Tuesday, July 30, 2013

Live Your Moments


“Life is not measured by the number of breaths we take, but by the moments that take our breath away.”

~ Hilary Cooper

A trite phrase, often overused, like “I Hope You Dance” played at a wedding reception.

Trite doesn’t make it any less true. 

A baser explanation would be quality, not quantity.  And that’s where so many get lost.  We fill our days but we fill them with nonsense.  We fill them with meaningless text messages, many of them acronyms for words we are far, far too busy to spell out.  We fill them with staring at the screens of our cell phones or computers instead of enjoying our surroundings. 

Many complain of having an empty life, a boring life, a meaningless life.  All while surrounded by people who could add to that life – significant others, family, friends, strangers.  In this age of electronics, of instant gratification, we’ve forgotten how to live.  Despite capturing every moment on a camera phone, we’ve stopped living those moments.  We watch them through a screen – not as they’re happening. 

I’ve had this same struggle, feeling at times that my life is empty, or rather, not full enough.  That there are too few bright spots. 

I have to make those bright spots.  I have to live them as they’re happening or they’ll escape. 

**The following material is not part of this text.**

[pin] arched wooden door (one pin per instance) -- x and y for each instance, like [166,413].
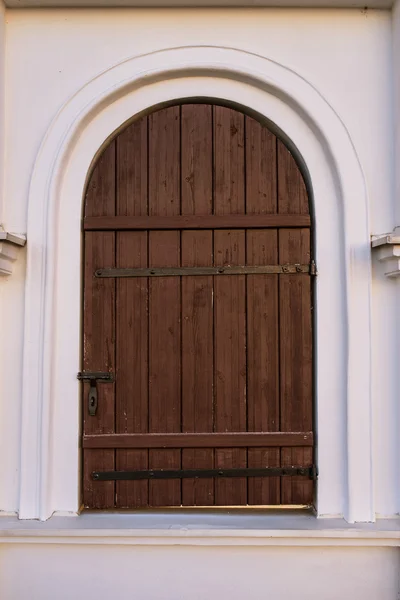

In thinking about all of this, there are moments in my life that have taken my breath away.  These are the moments I need to huddle close around me in those times when I feel the dark creeping in.  These are the things I must remember, that I need to be present in my own life and be in the moments that are yet to come.

There have been a million moments in my life where I felt full, where I felt happy.  They are like fireflies dancing in the yard during a summer night; each little light carrying a piece of my past where I was happy, where I threw back my head and laughed, where my laughter probably turned into a snort. 

But then…then there are moments that cannot ever be replicated. 

The night I met my husband was one of those moments.  I met him during a dark time for me, one where I was unsure of what the future would hold.  He sat down across from me with a slow smile and that was it.  My heart stopped, my breath caught.  I barely remember what we talked about that night.  I do remember driving home with a smile on my face that refused to disappear.  For days.  I’ve never been described as a giddy woman, but I was then.  I was done for. 

The first time I saw my son’s face is another.  The first time those little eyes opened and stared at me, little button nose and rosebud mouth peering out at me from the blanket burrito he was swaddled in melted every hard edge of me that existed for a little while.

We need to remember - *I*need to remember to hold onto happy.  Grasp it with both hands and don’t let go.  Cling to those memories when life seems at its darkest.  Live those moments, be present in them.  Put the camera down.  Turn off the computer.  Raise the blinds.  Remove your blinders. 

Live these moments we’re given.  Because we only get to live this life once.